Finally, by minimizing the amount of material removed in a single pass, decreasing the depth of cut can lower the total cutting forces and improve surface roughness. Based on a proportion of the contribution (P%) evaluation of the several components considered, cutting speed (m/min) conditions contribute the most to surface roughness, with an estimated value of 0.781 as shown in Table10. As a result, conditions related to cutting speed should be carefully considered. When end milling AISI 316L under MQL. Moreover, following end milling under formulated Neem oil MQL, (B) feed velocity (mm/min) (P = 0.617) and (C) cut’s depth (mm) (P = 0.351) and their corresponding combinations also significantly affect the surface roughness characteristics of AISI 316L.

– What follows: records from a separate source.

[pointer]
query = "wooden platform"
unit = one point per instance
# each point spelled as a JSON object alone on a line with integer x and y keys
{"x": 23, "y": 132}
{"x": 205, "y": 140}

When AISI 316L was end milled using compounded Neem oil with MQL, the cutting speed (150 m/min), feed velocity (150 mm/min), and cut depth (1 mm) generated the lowest value of surface roughness, according to Fig. 17, which shows the major effects plot for surface roughness. Cutting speed, feed rate, depth of cut, and lubrication method are some of the variables that affect surface roughness when end milling AISI 316L stainless steel using formulated neem oil and Minimum Quantity Lubrication (MQL). By applying a little quantity of lubricant in this example, neem oil to the cutting surface, the MQL approach lowers the total amount of cutting fluid used while maintaining cooling and lubrication at the cutting interface. Processing parameters such as cutting speed (m/min), feed velocity (mm/min), and cut depth (mm) may be used to represent the second-order response surface (Eq. 5), which shows the surface roughness at the micron level.
Table 11 displays the ANOVA result for the response function surface roughness (microns). This analysis is performed with a 95% degree of confidence and a 5% level of significance. Table 11 analysis shows that the constructed second-order response function is fairly acceptable because the F computed value is bigger than the F-table value (F0.05,9,9 = 16.29).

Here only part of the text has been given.